§ Rule 33 Interrogatories
Rule 33. Interrogatories
(a) Interrogatories to Parties--Availability--Procedures for Use.
(1) Use of Interrogatories. Any party may serve upon any other party written interrogatories to be answered by the party served or, if the party served is a public or private corporation or a partnership or association or governmental agency, by any officer or agent, who shall furnish such information as is available to the party. Interrogatories may, without leave of court, be served upon the plaintiff after commencement of the action and upon any other party with or after service of the summons and complaint upon that party.
(2) Answers to Interrogatories. Each interrogatory shall be answered separately and fully in writing under oath, unless it is objected to, in which event the reasons for objection shall be stated in lieu of an answer. The answers are to be signed by the person making them, and the objections may be signed by the attorney making them. The party upon whom the interrogatories have been served shall serve the original of the answers, and objections if any, within 30 days after the service of the interrogatories. The court may allow a shorter or longer time. The answers shall first set forth each interrogatory asked, followed by the answer or response of the party. The party submitting the interrogatories may move for an order under Rule 37(a) with respect to any objection to or other failure to answer any interrogatory.
(3) Number of Interrogatories. No party shall serve upon any other single party to an action more than forty (40) interrogatories, in which subparts of interrogatories shall count as separate interrogatories, without first obtaining a stipulation of such party to additional interrogatories or obtaining an order of the court upon a showing of good cause granting leave to serve a specific number of additional interrogatories.
(4) Not Filed With Court. The interrogatories and the response thereto shall not be filed with the court. The propounding party shall retain both the original of the interrogatories and the original of the answers with the original proof of service affixed thereto, and the original of the sworn response until one (1) year after final disposition of the action. At that time, both originals may be destroyed, unless the court on motion of any party and for good cause shown orders that the originals be preserved for a longer period.
(5) Notice of Serving. The party serving either an interrogatory or a response thereto, shall file with the court a notice of when the interrogatory or response was served and upon whom.
(b) Scope--Use of Interrogatories at Trial or on Motions.
(1) Interrogatories may relate to any matters which can be inquired into under Rule 26(b), and the answers may be used to the extent permitted by the Idaho Rules of Evidence.
An interrogatory otherwise proper is not necessarily objectionable merely because an answer to the interrogatory involves an opinion or contention that relates to fact or the application of law to fact, but the court may order that such an interrogatory need not be answered until after designated discovery has been completed or until a pre-trial conference or other later time.

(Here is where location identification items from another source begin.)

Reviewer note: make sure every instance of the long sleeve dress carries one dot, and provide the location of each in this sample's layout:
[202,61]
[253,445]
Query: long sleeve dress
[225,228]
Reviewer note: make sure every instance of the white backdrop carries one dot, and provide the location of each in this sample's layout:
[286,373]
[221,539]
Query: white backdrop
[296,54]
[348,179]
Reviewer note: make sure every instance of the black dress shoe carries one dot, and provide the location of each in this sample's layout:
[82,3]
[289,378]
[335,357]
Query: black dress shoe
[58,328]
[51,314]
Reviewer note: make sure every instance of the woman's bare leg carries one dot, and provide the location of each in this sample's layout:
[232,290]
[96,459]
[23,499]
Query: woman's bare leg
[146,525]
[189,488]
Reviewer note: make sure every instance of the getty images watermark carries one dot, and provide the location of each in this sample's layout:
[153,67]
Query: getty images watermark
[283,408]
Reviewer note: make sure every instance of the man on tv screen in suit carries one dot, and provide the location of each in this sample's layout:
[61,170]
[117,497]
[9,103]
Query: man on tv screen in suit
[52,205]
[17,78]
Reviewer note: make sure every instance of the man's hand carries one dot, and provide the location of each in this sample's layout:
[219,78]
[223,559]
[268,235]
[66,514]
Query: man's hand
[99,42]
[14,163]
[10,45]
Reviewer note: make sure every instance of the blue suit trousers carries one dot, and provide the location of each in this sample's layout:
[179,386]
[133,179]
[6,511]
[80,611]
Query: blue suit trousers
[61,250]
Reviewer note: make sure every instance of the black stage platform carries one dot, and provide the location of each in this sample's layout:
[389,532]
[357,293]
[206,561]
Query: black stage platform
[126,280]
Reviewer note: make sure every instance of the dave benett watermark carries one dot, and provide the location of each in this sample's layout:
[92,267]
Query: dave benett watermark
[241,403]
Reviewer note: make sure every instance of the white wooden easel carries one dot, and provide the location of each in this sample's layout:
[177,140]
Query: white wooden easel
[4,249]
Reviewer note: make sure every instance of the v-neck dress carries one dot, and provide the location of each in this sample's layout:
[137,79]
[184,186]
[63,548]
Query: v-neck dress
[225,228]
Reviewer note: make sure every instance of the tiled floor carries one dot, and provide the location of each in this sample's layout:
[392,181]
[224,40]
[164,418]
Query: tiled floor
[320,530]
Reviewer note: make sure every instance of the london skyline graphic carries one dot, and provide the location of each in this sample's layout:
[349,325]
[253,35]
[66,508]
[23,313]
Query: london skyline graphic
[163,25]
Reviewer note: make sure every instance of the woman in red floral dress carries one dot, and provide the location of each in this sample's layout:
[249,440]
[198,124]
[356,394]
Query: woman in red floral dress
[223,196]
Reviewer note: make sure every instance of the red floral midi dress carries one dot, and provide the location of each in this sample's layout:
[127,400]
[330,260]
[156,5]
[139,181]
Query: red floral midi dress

(2) If interrogatories and responses thereto are to be used at trial or are to be used either in support of, or in opposition to, a pretrial or post-trial motion, only those portions to be used shall be submitted to the court at the outset of the trial or at the filing of the motion or response thereto insofar as their use can be reasonably anticipated by the party seeking to introduce such evidence. For purposes of this rule, and unless a genuine issue of authenticity is raised a moving party need not produce portions of the original interrogatories and responses thereto, but may rely on the submission of copies of the relevant original interrogatories and responses.
(3) Interrogatories and responses thereto which have been submitted to the court pursuant to this Rule shall be returned to appropriate counsel after final disposition of the case.
(c) Option to produce records.
Where the answer to an interrogatory may be derived or ascertained from the business or other records, including electronically stored information, of the party upon whom the interrogatory has been served or from an examination, audit or inspection of such business or other records, or from a compilation, abstract or summary based thereon, and the burden of deriving or ascertaining the answer is substantially the same for the party serving the interrogatory as for the party served, it is a sufficient answer to such interrogatory to specify the records from which the answer may be derived or ascertained and to afford to the party serving the interrogatory reasonable opportunity to examine, audit or inspect such records and to make copies, compilations, abstracts or summaries.
The rule headings for Idaho Rules of Civil Procedure have been editorially supplied.